At this year’s AIBD meeting, I will be speaking on this topic (Assessing Disease Severity in IBD), and providing my perspective on expanding our measures beyond just intestinal symptoms and signs. The main take-home message for clinicians will be to appreciate the impact of IBD on a patient’s quality of life, and prognosis, over a lifetime. Although we often focus on ‘acute severity’, via symptoms, it is important to recognize long term sequelae in ‘chronic severity’. The International Organization for the Study of Inflammatory Bowel Disease (IOIBD), has published several factors that should be used to evaluate chronic disease impact. These include quality of life and disability measures, fecal incontinence, risks of intestinal surgery and colon cancer. Including these in periodic assessments should provide a more holistic overview of a patient’s disease burden. Regulators are also now requiring more patient-focused and chronic disease outcomes to be included in the efficacy and safety evaluation of novel therapies.

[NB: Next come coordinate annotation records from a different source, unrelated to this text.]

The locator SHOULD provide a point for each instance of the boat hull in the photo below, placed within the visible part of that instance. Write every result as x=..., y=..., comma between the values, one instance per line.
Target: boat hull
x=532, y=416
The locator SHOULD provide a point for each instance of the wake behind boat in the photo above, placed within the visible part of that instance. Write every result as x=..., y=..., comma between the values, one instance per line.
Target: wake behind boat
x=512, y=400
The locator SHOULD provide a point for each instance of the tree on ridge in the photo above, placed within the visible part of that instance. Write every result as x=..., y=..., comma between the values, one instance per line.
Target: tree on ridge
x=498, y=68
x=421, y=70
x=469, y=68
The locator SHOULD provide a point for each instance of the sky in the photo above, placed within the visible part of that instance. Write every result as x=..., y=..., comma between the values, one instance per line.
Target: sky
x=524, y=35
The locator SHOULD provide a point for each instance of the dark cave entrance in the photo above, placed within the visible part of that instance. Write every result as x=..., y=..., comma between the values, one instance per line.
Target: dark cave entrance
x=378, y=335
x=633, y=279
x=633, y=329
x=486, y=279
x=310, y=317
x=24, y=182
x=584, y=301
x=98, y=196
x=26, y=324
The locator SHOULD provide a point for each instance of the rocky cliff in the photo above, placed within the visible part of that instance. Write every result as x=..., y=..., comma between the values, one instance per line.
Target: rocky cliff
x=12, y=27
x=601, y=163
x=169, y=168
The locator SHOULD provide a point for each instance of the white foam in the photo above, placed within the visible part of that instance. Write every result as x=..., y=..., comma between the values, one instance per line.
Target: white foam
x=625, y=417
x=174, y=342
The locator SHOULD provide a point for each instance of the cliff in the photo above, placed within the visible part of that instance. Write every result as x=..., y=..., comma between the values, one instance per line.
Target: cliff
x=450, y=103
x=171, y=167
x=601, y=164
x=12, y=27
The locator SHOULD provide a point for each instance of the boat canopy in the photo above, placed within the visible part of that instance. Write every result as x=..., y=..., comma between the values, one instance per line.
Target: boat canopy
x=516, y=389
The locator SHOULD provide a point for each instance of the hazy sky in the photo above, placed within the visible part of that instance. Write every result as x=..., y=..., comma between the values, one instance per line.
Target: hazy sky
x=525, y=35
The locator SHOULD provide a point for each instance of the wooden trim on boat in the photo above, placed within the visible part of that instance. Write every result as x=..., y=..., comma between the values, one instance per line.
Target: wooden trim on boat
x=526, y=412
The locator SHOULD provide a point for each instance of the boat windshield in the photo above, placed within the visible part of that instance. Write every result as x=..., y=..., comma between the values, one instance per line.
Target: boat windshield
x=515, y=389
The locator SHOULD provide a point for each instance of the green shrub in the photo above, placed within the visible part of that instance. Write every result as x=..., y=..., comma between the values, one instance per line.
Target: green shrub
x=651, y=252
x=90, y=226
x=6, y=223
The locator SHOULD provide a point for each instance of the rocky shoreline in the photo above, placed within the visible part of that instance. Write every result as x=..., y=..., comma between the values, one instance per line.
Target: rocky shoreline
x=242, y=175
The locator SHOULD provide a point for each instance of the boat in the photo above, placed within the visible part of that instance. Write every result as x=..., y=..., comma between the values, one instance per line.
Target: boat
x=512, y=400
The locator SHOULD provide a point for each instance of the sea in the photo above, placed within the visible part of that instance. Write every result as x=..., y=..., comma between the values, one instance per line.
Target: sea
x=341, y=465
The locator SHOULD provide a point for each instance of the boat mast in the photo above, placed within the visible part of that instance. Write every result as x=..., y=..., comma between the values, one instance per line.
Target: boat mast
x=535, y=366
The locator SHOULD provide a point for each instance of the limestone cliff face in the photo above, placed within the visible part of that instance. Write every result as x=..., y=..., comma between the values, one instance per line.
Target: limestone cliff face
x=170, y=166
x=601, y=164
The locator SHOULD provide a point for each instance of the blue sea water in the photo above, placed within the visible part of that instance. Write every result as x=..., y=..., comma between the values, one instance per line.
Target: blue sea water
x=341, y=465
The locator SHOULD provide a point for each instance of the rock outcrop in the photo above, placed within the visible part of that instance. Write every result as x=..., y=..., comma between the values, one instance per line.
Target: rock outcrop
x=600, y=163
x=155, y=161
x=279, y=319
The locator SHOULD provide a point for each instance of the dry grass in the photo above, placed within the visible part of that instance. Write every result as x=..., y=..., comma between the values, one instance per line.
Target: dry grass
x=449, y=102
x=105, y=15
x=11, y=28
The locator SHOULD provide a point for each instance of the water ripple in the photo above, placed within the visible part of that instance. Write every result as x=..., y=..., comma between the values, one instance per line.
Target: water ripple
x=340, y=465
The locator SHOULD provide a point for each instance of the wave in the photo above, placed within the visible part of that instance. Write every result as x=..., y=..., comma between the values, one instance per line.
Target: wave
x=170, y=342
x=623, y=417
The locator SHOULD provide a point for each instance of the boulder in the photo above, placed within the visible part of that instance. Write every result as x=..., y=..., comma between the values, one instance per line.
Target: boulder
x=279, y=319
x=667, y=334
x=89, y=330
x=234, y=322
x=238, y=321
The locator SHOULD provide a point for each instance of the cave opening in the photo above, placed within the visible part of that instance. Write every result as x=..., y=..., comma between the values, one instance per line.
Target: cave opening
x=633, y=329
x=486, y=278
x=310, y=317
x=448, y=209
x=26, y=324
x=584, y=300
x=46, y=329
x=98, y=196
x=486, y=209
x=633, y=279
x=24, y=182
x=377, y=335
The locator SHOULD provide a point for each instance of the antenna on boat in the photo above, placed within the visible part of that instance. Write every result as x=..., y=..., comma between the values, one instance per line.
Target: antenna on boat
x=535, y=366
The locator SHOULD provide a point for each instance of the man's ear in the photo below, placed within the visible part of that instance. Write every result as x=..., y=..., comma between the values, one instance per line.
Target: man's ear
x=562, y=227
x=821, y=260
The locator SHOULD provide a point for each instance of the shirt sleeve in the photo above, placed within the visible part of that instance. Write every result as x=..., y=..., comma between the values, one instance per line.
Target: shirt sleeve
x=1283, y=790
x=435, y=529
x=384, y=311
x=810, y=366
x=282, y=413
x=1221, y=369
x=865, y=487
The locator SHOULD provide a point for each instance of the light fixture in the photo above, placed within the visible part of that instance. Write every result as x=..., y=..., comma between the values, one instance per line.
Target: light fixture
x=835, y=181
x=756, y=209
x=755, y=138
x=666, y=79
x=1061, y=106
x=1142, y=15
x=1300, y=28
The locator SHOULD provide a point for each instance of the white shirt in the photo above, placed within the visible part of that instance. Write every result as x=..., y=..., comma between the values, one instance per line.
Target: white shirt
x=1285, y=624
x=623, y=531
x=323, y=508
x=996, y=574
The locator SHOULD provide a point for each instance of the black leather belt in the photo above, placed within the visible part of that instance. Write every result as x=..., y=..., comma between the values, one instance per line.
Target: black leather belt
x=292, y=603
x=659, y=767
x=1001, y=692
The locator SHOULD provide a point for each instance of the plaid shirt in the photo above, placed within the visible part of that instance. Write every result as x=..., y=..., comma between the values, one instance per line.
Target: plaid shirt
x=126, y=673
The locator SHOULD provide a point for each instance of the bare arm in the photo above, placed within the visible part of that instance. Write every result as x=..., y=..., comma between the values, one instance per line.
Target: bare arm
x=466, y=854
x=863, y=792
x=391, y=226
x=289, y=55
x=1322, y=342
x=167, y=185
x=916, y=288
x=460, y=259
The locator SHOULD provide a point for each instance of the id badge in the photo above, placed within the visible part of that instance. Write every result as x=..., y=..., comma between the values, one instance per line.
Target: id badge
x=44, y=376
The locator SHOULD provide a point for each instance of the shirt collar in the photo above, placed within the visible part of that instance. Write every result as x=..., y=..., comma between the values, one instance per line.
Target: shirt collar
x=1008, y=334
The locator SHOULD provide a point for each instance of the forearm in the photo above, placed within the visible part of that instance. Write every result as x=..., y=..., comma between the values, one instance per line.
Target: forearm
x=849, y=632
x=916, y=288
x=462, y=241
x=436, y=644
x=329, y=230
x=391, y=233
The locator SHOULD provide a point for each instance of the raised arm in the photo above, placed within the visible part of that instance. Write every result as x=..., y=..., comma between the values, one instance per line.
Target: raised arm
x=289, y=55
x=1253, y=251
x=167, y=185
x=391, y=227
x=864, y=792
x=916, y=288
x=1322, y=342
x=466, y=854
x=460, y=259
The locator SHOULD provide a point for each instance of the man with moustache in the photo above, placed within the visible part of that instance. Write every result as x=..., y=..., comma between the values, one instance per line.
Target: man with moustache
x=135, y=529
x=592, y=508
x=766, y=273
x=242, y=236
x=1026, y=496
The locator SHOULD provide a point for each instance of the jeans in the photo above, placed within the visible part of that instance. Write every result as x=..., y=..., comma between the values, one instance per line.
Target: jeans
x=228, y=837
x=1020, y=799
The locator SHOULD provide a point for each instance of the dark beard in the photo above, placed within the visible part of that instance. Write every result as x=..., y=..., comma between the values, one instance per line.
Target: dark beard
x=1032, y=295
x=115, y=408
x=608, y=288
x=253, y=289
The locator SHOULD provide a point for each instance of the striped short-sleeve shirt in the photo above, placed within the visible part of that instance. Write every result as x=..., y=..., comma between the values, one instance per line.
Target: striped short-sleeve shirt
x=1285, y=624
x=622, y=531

The second part of my talk will highlight the discrepancies between patient and physician assessments of disease severity. A number of studies have identified a frequent disconnect in how patients perceive the severity of their disease, and how their clinicians rate it. Physicians often focus on a narrow range of symptoms, using widely-used disease activity scores. However, recent studies have highlighted how IBD, even in clinical remission, can adversely affect defecation, sleep patterns, energy levels, and work productivity. The wide availability of wearable technology to track sleep, exercise and mood, has provided insights to disease burden that have been under-appreciated in the past. I hope to highlight these factors so that clinicians will consider the impact of IBD on an individual patient’s life beyond just stool frequency and abdominal pain. The widely-quoted aphorism “you can’t understand someone until you’ve walked a mile in their shoes” would seem appropriate advice when assessing the burden of IBD in practice.
In the same AIBD session, other speakers will review key topics such as Therapeutic Drug Monitoring, Treat-to-Target, Management Algorithms, and the Keynote from Stephen Hanauer MD.
Dr. Moss has no conflicts of interest to report.